Below is the article "Edward R. Bazinet", written for the Walker Art Center Capital Campaign - Walker Expansion Update, August 2005
The Walker Art Center now has two main entrances on Hennepin Avenue and Vineland Place. Visitors entering from Vineland are welcomed by the Bazinet Garden Lobby, a 4,800-square-foot space named in recognition of a generous capital campaign contribution from Edward R Bazinet, the founder of Department 56, headquartered in Eden Prairie. Since 1976, Department 56 has become known as a premier provider of giftware, collectibles, and holiday décor. In 1992, he established the Edward R. Bazinet Foundation, which provides select grants to organizations throughout Minnesota in the areas of education, arts and culture, the environment, and the health and well-being of children and families.

Bazinet’s interest in the environment is evident when he talks about the 11-acre Minneapolis Sculpture Garden, which attracts some 500,000 annual visitors: “It’s a wonderful public space that really helps to define the city.” He’s always loved it, and his generous contributions over the years have enabled the Walker to purchase important works such as Jenny Holzer's Selections from The Living Series, which consists of 28 white granite benches emblazoned with the artist’s thought-provoking aphorisms. Appropriately, the Bazinet Garden Lobby is the main entry and exit point of visitors heading into the Walker from the Garden and vice versa. It also serves as the meeting place for school and tour groups arriving for orientation sessions, and a gathering space for visitors attending film screenings and public programs in the 350-seat Cinema. Currently the site for a multimedia installation by Dan Graham as well as a refectory-style table outfitted with laptops offering access to the Walker’s Web site and online programs, the Bazinet Garden Lobby will soon feature an extensive display on the history of the Walker’s pioneering programs in the visual, performing, and media arts.

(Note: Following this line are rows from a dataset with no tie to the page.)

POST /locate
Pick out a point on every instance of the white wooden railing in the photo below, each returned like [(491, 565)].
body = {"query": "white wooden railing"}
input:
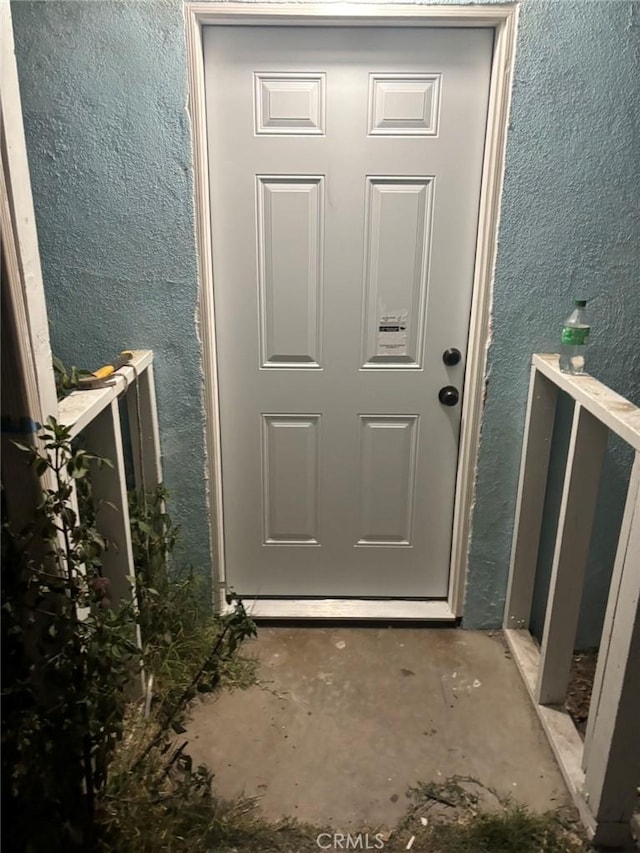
[(602, 773), (95, 414)]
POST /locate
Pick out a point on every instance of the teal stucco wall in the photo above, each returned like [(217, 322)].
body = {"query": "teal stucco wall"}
[(104, 92)]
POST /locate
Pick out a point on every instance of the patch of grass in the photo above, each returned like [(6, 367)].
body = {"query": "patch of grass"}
[(164, 804), (461, 815)]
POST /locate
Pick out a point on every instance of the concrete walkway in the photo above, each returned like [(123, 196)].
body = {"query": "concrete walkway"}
[(346, 719)]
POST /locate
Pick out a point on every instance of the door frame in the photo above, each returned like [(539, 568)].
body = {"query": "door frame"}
[(503, 20)]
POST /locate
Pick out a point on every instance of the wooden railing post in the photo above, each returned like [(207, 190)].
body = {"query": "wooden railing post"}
[(104, 438), (582, 477), (145, 437), (612, 744), (534, 467)]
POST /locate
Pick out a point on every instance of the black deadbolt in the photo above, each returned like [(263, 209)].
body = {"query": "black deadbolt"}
[(448, 395), (451, 356)]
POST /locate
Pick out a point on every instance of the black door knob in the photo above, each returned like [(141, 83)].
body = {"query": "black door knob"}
[(448, 395), (451, 356)]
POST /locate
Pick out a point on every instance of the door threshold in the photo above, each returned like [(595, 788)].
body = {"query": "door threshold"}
[(343, 608)]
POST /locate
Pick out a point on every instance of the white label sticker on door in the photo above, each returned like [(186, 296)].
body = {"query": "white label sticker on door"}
[(392, 333)]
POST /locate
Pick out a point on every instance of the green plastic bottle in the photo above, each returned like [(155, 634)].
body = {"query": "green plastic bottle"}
[(575, 336)]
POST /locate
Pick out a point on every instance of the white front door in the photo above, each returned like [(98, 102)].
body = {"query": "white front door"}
[(345, 180)]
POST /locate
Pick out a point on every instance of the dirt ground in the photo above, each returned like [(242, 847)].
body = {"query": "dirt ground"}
[(580, 686)]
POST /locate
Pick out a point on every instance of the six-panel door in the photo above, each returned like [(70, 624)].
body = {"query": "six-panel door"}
[(345, 178)]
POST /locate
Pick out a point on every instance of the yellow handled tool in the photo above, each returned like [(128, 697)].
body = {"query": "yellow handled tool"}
[(99, 376)]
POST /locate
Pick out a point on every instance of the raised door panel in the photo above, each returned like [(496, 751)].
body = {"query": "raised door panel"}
[(290, 252), (290, 473)]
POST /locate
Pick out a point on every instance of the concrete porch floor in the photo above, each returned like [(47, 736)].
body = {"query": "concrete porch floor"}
[(346, 719)]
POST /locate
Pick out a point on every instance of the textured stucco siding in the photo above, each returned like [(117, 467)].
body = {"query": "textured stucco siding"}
[(104, 92)]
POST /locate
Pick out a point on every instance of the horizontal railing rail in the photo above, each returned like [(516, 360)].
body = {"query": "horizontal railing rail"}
[(602, 773)]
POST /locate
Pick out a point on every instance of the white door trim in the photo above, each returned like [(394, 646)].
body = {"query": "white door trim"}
[(503, 19)]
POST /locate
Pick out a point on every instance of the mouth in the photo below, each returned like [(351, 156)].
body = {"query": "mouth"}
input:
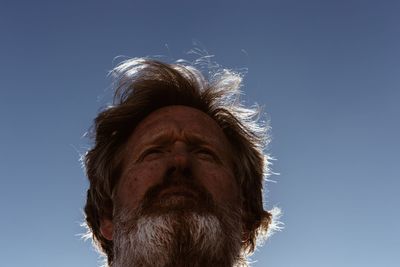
[(178, 191)]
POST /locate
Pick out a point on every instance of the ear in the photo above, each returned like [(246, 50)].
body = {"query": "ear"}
[(106, 229)]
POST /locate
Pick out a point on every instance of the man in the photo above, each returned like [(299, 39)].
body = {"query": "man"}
[(176, 170)]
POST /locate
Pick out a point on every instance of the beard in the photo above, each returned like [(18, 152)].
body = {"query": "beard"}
[(184, 229)]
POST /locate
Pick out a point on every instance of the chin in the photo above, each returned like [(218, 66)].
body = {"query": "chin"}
[(175, 236)]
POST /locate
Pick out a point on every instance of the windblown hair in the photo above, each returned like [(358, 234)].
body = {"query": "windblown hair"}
[(143, 86)]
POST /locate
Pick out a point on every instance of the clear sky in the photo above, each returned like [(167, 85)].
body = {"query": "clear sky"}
[(327, 73)]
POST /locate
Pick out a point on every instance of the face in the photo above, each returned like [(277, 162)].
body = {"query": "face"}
[(180, 156)]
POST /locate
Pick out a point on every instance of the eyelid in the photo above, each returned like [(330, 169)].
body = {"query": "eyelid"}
[(148, 151), (209, 151)]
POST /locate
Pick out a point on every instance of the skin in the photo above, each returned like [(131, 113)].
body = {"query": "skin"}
[(177, 137)]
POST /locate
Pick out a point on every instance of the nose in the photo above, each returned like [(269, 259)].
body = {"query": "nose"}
[(181, 158)]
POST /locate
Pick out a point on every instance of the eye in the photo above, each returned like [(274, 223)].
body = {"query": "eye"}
[(206, 154), (151, 154)]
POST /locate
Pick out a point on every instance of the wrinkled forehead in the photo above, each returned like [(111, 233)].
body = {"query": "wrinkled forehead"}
[(186, 120)]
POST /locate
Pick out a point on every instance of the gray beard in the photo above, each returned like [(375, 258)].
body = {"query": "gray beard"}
[(177, 238)]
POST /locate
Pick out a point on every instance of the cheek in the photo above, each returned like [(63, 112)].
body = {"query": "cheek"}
[(136, 181)]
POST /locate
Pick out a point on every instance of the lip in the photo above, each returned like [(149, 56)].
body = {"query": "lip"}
[(178, 191)]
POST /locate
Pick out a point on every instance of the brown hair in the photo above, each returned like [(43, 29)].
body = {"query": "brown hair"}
[(144, 85)]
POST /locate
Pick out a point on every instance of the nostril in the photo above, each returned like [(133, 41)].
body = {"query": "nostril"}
[(170, 171)]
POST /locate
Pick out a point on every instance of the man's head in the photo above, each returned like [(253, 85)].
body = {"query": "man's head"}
[(176, 170)]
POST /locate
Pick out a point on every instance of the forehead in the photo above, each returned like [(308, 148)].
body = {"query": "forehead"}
[(181, 120)]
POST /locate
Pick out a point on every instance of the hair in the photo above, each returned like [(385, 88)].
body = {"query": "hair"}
[(145, 85)]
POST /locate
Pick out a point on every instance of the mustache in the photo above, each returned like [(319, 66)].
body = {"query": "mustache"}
[(203, 199)]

“I knew I wanted to help support the arts in the Twin Cities in a significant way,” says Bazinet about his early relationship with the Walker. “I thought about what the Walker was doing, the importance of this major arts organization, and it seemed like the thing to do. So, when I first walked up to the main desk in the lobby and said, ‘I’d like to make a contribution,’ I think I took them by surprise.” Modest in any discussion of his gifts, Bazinet jokes: “[Director] Kathy Halbreich has called me Santa Claus—but I think that’s because of the beard.”

“Ed is a dream patron: he asks for little except the pleasure of others in return for his enormous generosity,” says Halbreich. “His sister and confidante, Maureen Beck, is also a special friend of the Walker, and I always have the sense that being able to do good things for the community brings them great joy. While Ed has been a generous and anonymous donor for many years, he had to be convinced that his contribution to the capital campaign should be publicly acknowledged by the naming of the beautiful new lobby space at the Walker’s entrance on Vineland Place. Because of his own love for all things visual and his own creative talents, he is always willing to take the risks necessary to allow an artist (or architect) to try something new and make something daring. His immediate delight in the design of the expansion gave me a lot of faith that we were headed in the right direction.”